Script link: Contact Beth Rigazio at firstname.lastname@example.org
Title: The Only Lemon Tree on Mars
Logline: When recent, inter-global events threaten to disrupt the idyllic life on the first Mars Colony, a woman with a secret to hide must do all that she can to prevent neighbors in her small town from taking up arms against each other.
Writer: Chad Rouch
There are some scripts that stay with you. You find yourself periodically remembering them, like a good vacation or an old friend you haven’t spoken to in awhile. The Only Lemon Tree on Mars is one of those scripts for me. Maybe it’s the title, which is so original, you instantly remember the screenplay when you read it (never forget the power of a unique title!). Or maybe it’s Rouch’s deft ability to paint this struggling alien planet a billion miles away in a way we haven’t seen before. I think that’s the key. This isn’t The Martian. It’s much deeper. There’s a lot more going on. And while it’s not perfect (the ending needs to be bigger), I would love to see what happens after Rouch goes through a couple of rewrites and really irons out the wrinkles. This was the nicest Amateur Friday surprise of the year.
Script link: The Only Lemon Tree on Mars
Logline: After a genius self-destructive orchestra conductor falls from grace, he sees his way back to the top in an inner-city teenage girl with more musical talent than anyone he’s ever met.
Writer: James Thoo
Every year, Sundance celebrates one music-focused feature. I have no doubt that Sonata will one day be that feature. It’s just too darned good. James writes his main character, William Garland, as a smarter-than-everyone-in-the-room alcoholic, drug-addict, prostitute addict mess of a man who you could imagine a young Paul Newman playing. This man’s version of Trainwreck would make Amy Schumer look like Thomas the Train. So when he’s scraping the bottom of the barrel, ordering his umpteenth whiskey shot at the bar, and he hears the most beautiful soulful voice he’s ever heard outside, free-styling with some random homeless guy, you know you’re in for one hell of a ride.
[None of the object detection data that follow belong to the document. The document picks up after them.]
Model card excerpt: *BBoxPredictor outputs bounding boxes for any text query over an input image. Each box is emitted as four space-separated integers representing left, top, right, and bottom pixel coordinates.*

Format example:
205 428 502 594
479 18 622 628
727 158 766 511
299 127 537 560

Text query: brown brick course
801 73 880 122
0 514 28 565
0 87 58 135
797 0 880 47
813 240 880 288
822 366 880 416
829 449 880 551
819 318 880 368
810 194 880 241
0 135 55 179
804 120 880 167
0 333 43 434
I’ve always been a sucker for heavily contrasting main characters, and a classically trained 40-something white orchestra conductor teaming up with a 14 year old black inner city girl is about as contrasting as you can get. I see this as the next Hustle & Flow. I absolutely loved this script.
Script link: Contact James here. email@example.com
That’s it ya’ll! I’m down for the count. See ya in the new year!!!!!